A colaboração entre os Tribunais de Contas e o controle social é tema do último módulo do Educontas Notícias

18/10/2021 11:30

O quarto módulo do XII Encontro Técnico de Educação Profissional dos Tribunais de Contas do Brasil (Educontas) discutiu assuntos ligados à Educação, democracia na aprendizagem e a colaboração entre as Cortes de Contas e o controle social. E para mediar o encontro online, que ocorreu na manhã de sexta-feira (15/10), foi designado o técnico do Tribunal de Contas do Rio Grande do Sul (TCE-RS), Ricardo Collar. Além dele, participaram como debatedores os professores César Nunes e Daniel Cara.

O professor César Nunes participou do evento diretamente de Coimbra - Portugal. Importante formulador na área de Educação Pública, ele é professor titular de Filosofia e Educação na Universidade Estadual de Campinas (Unicamp), professor visitante no curso de pós-graduação em Direitos Humanos da Universidade de Coimbra e diretor do Instituto de Pesquisas de Direitos Humanos de Campinas.
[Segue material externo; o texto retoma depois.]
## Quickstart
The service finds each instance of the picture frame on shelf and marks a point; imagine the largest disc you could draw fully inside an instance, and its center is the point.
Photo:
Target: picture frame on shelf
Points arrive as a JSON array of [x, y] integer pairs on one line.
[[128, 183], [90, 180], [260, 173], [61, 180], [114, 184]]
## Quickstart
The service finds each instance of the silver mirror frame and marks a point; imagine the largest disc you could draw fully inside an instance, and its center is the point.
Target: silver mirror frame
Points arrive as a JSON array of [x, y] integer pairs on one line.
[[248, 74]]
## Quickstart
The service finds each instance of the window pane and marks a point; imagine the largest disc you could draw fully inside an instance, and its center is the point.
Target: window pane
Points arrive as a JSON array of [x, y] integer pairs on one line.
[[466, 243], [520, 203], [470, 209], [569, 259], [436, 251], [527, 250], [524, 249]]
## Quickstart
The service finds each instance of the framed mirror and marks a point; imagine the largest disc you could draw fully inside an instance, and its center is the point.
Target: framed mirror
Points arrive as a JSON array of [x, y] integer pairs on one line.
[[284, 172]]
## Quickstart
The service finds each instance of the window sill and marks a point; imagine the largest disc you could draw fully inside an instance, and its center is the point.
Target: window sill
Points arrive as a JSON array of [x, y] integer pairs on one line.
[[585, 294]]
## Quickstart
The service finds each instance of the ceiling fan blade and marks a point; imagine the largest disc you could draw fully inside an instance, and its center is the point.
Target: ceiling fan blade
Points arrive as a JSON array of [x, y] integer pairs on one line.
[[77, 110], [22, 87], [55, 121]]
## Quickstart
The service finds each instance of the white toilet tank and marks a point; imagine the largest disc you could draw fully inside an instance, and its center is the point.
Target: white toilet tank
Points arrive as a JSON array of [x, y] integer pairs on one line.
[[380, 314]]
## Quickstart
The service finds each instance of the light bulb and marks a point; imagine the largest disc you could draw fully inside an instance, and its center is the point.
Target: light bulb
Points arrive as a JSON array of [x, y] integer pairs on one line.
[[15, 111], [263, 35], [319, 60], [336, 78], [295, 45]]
Nunes iniciou sua apresentação fazendo breve histórico sobre a origem da escola, que surgiu na Grécia cinco séculos antes de cristo. Citou aspectos da colonização do Brasil por Portugal e a sua influência na evolução da Educação em nosso país. Segundo ele, a Educação serviu ao interesse colonial português, manteve o estigma escravocrata no Império e foi privilégio de classe desde o primeiro momento de nossa constituição estatal. “Na República e na industrialização a educação se transformou em uma serva. Servil produtora de mão de obra para o sistema capitalista retardado, anacrônico que aqui se estabelecia”, asseverou.
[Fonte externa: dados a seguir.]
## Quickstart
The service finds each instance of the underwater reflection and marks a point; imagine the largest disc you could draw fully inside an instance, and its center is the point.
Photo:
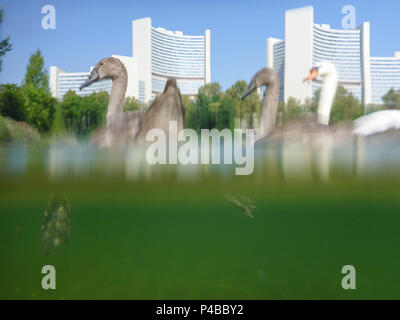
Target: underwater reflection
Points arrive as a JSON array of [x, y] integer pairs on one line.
[[56, 223]]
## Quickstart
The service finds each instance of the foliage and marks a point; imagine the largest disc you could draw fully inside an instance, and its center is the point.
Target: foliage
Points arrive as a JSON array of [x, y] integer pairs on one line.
[[13, 102], [5, 45], [244, 109], [82, 115], [211, 109], [132, 104], [345, 106], [36, 74], [40, 109], [292, 109], [16, 131], [5, 135]]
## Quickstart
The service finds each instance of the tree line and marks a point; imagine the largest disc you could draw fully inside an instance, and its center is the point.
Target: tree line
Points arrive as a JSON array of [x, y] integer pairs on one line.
[[32, 103]]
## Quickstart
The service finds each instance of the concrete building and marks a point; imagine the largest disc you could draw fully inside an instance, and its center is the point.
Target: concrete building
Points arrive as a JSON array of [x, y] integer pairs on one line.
[[163, 54], [307, 43], [60, 81]]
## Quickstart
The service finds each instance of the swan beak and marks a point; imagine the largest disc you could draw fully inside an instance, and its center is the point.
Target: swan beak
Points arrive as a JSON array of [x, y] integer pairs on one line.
[[93, 77], [312, 76], [252, 86]]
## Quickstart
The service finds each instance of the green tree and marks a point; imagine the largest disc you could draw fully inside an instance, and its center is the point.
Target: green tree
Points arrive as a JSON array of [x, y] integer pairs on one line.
[[36, 74], [40, 108], [5, 45], [82, 115], [391, 99], [132, 104], [244, 109], [13, 102], [345, 106]]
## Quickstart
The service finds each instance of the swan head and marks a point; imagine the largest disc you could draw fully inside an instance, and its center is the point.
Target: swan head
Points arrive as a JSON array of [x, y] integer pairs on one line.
[[107, 68], [264, 77], [321, 69]]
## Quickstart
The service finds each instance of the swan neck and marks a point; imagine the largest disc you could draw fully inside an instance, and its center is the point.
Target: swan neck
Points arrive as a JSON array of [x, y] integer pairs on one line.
[[270, 109], [328, 92], [117, 98]]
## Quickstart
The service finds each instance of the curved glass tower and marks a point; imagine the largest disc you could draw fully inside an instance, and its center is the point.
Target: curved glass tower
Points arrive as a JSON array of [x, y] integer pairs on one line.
[[163, 54], [307, 43]]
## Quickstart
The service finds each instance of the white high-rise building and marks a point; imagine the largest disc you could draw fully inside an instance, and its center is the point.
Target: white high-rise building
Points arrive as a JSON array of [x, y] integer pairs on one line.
[[307, 43], [163, 54]]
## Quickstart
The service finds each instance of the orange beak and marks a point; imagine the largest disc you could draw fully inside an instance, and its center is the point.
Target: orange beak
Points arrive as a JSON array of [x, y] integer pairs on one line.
[[312, 76]]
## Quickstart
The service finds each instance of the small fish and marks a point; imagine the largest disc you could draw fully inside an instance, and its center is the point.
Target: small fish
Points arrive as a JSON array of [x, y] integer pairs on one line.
[[242, 203], [56, 223]]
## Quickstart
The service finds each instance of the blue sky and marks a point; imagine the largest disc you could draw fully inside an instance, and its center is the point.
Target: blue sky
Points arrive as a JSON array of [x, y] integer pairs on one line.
[[88, 30]]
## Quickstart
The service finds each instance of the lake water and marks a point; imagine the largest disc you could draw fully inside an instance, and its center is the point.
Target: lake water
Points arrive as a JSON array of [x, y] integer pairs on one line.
[[142, 232]]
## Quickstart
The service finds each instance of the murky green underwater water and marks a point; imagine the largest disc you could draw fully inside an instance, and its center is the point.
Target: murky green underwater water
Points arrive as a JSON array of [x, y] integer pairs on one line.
[[182, 240]]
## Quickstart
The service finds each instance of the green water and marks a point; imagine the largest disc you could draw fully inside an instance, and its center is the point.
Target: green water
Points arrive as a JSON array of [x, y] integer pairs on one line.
[[168, 239]]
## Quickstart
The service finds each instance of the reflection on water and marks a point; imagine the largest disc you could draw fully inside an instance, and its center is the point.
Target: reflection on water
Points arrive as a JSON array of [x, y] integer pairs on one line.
[[56, 223], [242, 203], [185, 232], [295, 158]]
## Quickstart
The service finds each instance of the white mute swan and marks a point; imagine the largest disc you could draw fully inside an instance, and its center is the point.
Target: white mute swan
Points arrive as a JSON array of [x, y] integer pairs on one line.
[[376, 122]]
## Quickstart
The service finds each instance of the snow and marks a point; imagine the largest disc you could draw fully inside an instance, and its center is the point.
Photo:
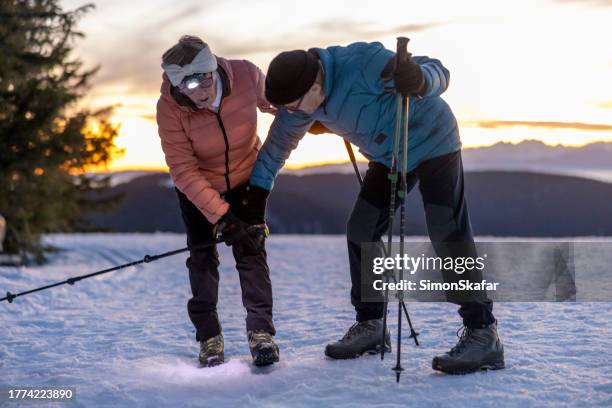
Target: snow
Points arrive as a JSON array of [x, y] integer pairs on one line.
[[124, 339]]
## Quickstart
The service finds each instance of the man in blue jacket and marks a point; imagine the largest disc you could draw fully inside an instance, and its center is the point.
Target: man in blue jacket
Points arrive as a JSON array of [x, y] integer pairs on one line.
[[347, 90]]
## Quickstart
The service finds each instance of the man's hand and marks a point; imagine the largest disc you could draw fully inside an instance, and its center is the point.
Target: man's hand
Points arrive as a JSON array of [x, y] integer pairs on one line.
[[232, 229], [407, 76]]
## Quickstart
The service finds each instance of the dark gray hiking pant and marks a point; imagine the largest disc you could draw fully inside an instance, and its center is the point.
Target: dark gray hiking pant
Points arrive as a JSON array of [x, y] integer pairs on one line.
[[441, 185], [204, 274]]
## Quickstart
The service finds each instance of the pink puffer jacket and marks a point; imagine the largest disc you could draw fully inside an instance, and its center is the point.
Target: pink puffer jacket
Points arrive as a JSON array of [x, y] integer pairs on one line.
[[207, 153]]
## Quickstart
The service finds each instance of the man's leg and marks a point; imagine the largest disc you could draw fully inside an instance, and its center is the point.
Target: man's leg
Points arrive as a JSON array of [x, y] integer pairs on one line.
[[368, 222], [252, 265], [203, 271], [441, 185], [448, 224]]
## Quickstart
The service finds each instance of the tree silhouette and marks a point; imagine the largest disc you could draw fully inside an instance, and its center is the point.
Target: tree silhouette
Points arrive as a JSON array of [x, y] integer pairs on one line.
[[46, 142]]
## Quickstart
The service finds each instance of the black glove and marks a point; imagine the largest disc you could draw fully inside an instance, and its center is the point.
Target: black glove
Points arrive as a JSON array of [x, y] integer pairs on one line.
[[232, 229], [253, 207], [408, 77]]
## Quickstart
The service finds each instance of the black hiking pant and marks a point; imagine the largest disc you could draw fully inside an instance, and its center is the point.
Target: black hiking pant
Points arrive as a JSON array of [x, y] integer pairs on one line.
[[441, 185], [203, 266]]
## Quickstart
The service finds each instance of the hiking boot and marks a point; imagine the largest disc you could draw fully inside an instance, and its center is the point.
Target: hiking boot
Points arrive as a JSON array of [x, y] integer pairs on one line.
[[362, 337], [211, 351], [477, 349], [263, 348]]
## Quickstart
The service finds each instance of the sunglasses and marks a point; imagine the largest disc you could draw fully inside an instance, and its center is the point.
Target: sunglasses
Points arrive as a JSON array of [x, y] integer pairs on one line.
[[190, 84]]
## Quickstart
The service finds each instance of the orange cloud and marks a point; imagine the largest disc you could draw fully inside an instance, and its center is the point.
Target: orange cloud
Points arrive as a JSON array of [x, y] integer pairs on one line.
[[495, 124]]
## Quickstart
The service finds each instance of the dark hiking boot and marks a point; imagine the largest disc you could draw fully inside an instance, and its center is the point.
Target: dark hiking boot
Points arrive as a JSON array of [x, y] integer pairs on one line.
[[263, 348], [211, 351], [362, 337], [477, 349]]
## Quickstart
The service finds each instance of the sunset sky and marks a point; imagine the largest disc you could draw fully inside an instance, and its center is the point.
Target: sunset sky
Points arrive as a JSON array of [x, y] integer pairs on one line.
[[526, 69]]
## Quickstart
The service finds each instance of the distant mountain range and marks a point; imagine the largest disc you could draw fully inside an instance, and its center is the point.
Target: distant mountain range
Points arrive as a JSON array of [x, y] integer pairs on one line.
[[591, 161], [527, 189]]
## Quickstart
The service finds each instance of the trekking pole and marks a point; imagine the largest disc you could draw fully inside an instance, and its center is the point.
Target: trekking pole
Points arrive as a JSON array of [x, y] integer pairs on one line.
[[402, 55], [349, 149], [71, 281], [393, 178]]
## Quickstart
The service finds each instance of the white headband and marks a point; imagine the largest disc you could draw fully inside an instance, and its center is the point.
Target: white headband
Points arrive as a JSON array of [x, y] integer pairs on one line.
[[203, 62]]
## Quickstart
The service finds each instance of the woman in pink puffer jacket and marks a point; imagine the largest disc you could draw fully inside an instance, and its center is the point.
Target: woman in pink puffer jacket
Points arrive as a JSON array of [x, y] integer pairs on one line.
[[207, 120]]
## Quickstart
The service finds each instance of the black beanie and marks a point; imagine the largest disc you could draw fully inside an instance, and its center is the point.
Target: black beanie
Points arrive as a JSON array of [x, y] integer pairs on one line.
[[290, 75]]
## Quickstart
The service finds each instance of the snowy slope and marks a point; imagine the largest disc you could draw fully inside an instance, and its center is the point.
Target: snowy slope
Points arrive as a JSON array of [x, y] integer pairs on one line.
[[125, 339]]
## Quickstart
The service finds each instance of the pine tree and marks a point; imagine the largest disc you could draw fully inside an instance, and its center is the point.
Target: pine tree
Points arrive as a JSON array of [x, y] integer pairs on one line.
[[46, 142]]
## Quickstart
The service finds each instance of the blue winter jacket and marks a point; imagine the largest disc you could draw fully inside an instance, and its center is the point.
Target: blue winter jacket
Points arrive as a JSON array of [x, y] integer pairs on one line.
[[357, 108]]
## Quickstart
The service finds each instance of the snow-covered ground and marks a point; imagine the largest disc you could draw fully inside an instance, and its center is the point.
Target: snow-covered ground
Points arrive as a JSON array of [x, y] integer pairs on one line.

O professor salientou que, da constituição de 1988 para cá, a luta é para consolidar efetivamente um sistema nacional, universal, público, gratuito, estatal, financiado como direito basilar da cidadania cultural. “Pois até 1968, no Brasil, a escola é um dos maiores símbolos do Apartheid social, aquele regime sul-africano que era racial. No Brasil, ele é social. Escola para pobre funciona de um jeito e para classe média e para o rico funciona de outro”, destacou.

Nunes afirmou que temos duas propostas políticas e pedagógicas abertas. A primeira seria a pedagogia das competências e habilidades. Pedagogia altamente neoliberal, que se fundamenta na bonificação para professores, nos resultados e no modelo avaliativista em larga escala. O avaliativismo, a meritocracia, a competição e os ideais estatísticos que sustentariam o conceito de qualidade educacional. Segundo ele, “as pedagogias das competências colonizaram todas as redes estaduais e municipais do Brasil e ainda hoje regem a Educação brasileira”.
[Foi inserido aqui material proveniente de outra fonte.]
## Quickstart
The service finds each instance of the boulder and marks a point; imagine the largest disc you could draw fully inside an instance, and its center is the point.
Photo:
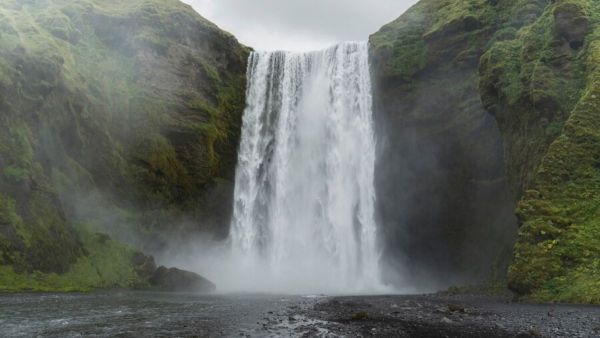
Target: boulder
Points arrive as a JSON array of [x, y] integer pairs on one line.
[[173, 279]]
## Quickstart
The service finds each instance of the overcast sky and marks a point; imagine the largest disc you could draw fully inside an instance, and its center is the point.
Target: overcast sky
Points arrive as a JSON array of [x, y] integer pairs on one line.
[[300, 24]]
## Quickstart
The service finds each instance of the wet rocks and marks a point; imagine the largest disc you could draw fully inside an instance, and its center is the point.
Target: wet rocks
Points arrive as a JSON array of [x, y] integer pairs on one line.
[[173, 279]]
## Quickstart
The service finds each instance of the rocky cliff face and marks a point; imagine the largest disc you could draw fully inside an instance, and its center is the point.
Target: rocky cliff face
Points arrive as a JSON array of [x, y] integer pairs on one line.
[[542, 86], [444, 199], [466, 85], [115, 115]]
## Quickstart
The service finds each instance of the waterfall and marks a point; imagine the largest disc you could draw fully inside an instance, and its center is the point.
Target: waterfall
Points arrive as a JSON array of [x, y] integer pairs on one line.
[[304, 196]]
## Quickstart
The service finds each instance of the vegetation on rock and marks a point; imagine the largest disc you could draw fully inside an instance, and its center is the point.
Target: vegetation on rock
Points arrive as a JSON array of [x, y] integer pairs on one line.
[[130, 109]]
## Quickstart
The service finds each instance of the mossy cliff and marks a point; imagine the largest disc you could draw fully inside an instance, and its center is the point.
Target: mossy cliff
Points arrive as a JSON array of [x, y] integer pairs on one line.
[[543, 85], [443, 198], [118, 116], [446, 68]]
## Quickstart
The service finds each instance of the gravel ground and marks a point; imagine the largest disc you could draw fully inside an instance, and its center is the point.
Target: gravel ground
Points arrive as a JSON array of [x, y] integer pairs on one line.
[[437, 316], [143, 314]]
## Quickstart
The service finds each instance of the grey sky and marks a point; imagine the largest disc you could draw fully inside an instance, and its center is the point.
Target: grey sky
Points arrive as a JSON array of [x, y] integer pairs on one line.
[[299, 24]]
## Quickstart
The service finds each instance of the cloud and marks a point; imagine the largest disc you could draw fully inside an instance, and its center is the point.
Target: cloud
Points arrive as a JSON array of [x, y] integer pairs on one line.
[[299, 24]]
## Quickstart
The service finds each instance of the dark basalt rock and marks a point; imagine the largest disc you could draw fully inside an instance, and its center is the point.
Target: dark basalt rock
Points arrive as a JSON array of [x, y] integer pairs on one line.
[[173, 279]]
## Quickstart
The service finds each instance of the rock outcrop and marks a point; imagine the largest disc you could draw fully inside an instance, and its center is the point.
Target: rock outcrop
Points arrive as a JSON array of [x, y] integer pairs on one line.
[[445, 205], [466, 85], [115, 116], [176, 280]]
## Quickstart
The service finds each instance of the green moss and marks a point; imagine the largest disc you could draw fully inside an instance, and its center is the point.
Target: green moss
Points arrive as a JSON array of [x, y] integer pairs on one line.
[[14, 174], [107, 264], [557, 254], [94, 97]]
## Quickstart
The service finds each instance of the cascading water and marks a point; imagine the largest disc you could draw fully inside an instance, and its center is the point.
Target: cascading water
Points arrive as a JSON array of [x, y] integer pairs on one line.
[[304, 195]]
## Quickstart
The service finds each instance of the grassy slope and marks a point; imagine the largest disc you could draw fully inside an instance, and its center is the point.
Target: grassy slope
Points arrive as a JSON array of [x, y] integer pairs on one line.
[[459, 215], [538, 77], [557, 256], [137, 102]]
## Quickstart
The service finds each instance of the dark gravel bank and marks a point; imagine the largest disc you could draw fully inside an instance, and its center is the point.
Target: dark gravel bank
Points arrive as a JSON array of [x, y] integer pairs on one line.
[[442, 316]]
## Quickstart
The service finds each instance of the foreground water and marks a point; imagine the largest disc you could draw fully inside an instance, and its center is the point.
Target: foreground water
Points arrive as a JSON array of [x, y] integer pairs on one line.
[[143, 314], [146, 314]]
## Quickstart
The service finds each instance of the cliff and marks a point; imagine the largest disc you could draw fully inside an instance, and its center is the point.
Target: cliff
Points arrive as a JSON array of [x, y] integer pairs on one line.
[[119, 117], [474, 84]]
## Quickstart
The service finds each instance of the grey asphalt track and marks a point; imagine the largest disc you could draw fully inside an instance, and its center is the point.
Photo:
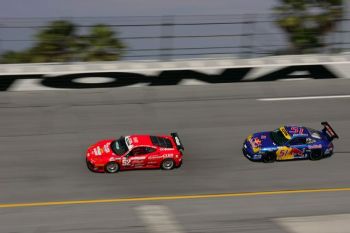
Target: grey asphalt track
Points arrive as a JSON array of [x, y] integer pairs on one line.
[[43, 137]]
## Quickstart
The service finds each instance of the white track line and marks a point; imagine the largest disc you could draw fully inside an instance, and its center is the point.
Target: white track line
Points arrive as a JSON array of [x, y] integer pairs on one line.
[[305, 98], [339, 223], [158, 219]]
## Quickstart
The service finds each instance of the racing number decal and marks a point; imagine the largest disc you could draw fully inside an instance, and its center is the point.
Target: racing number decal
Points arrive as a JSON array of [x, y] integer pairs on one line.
[[297, 130], [284, 153], [126, 162]]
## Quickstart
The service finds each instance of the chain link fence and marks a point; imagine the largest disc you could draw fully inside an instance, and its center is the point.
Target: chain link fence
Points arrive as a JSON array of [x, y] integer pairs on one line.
[[181, 37]]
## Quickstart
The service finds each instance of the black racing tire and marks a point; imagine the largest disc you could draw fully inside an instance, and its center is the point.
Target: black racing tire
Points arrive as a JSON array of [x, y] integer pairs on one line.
[[112, 167], [269, 157], [316, 155], [168, 164]]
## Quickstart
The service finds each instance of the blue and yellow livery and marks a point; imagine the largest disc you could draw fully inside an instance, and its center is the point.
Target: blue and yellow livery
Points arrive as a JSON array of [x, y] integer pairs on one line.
[[289, 143]]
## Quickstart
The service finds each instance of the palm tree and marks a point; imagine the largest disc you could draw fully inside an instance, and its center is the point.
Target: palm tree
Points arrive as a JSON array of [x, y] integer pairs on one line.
[[306, 22]]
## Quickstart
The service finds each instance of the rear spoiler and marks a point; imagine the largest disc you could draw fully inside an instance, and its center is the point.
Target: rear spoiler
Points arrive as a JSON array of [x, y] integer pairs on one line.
[[177, 141], [328, 131]]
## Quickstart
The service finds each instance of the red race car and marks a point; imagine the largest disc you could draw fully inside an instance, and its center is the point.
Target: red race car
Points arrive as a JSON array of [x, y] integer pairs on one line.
[[135, 152]]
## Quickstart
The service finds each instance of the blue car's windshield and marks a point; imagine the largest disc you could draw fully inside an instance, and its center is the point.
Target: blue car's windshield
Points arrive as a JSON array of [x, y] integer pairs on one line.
[[278, 137], [119, 146]]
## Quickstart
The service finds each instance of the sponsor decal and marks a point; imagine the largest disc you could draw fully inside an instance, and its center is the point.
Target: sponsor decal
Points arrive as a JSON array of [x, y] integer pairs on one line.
[[168, 155], [285, 133], [106, 148], [318, 146]]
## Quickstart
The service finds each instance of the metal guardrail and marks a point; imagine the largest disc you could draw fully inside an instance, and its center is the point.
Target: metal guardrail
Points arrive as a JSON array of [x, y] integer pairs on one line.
[[173, 37]]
“Por outro lado, fizemos na década passada uma proposta educacional que pode se transformar em uma política educacional: direito a estar na escola e direito a aprender na escola. Oposta à pedagogia das competências e habilidades”, informou Nunes. “O dieito a estar na escola supõe financiamento da educação, estruturação da organização das escolas e do trabalho pedagógico, piso nacional salarial, diretrizes curriculares e uma paciência histórica para implementar essas novas diretrizes”, defendeu.

Nunes concluiu a apresentação afirmando que “a escola brasileira nascerá das cinzas da escola do próprio passado, como uma Fênix a se transformar numa escola de direitos de aprendizagem, direitos de convivência e direitos de humanização. Essa é a escola em que eu acredito. E que as Escolas de Contas deveriam ter como paradigma na análise e ter como paradigma na defesa”.

A exposição seguinte foi feita pelo educador e cientista político Daniel Cara. Ele é professor da Faculdade de Educação da Universidade de São Paulo (USP), doutor em Educacão e mestre em Ciências Políticas pela mesma universidade, além de membro do Comitê Diretivo da Campanha Nacional pelo Direito à Educação, rede da sociedade civil que coordenou de 2006 a 2020.

Daniel Cara acredita que para fazer o controle social sobre as políticas educacionais, os Tribunais de Contas precisam ter uma compreensão muito clara de que não dá para entender as avaliações de larga escala como sinônimos de qualidade em Educação.

Ele afirmou, ainda, que os Tribunais de Contas, para fazer um bom controle social, devem ir além da avaliação de larga escala, além dos instrumentos tradicionais de avaliação da política educacional, tais como fluxo, ingresso, matrícula, exclusão escolar. Têm que considerar as condições como se dá a oferta da Educação e o direito a ela. “Vai ter que considerar, por exemplo, dados de ordem sanitária, dados de ordem de segurança pública, dados de ordem de saúde pública, vai ter que considerar questões relativas à assistência social, vai ter que considerar as condições de trabalho na escola”, defendeu.

Segundo Daniel Cara, para constituir o controle social, os Tribunais de Contas precisam ter a ousadia, já que está na Constituição, de colaborar na luta pela regulamentação dessas matérias, para que o debate sobre qualidade da Educação não fique tão empobrecido, como a falácia que recurso não importa para a qualidade da Educação. “Financiamento é parte integrante da gestão, tanto que os Tribunais de Contas lutam todo ano pra saber se os estados e municípios cumpriram o investimento mínimo estabelecido na Constituição Estadual e na Lei Orgânica dos municípios”, afirmou.

Por fim, o especialista destacou que boa parte dos problemas podem ser resolvidos se algo acontecer no Brasil. Algo que, segundo ele, nunca aconteceu em nossa história. “O Brasil é o único país com mais de cem milhões de habitantes que nunca teve uma ministra ou ministro da Educação que de fato tivesse trabalhado numa escola de educação básica. Nunca teve também uma ministra ou ministro da Educação que tivesse uma formação pedagógica ou nas demais licenciaturas, ou seja, somos um país que ignora a importância das ciências pedagógicas e da Filosofia da Educação”, concluiu Daniel Cara.

Ao final das apresentações, os participantes responderam as perguntas formuladas pelas pessoas que acompanharam o evento em tempo real.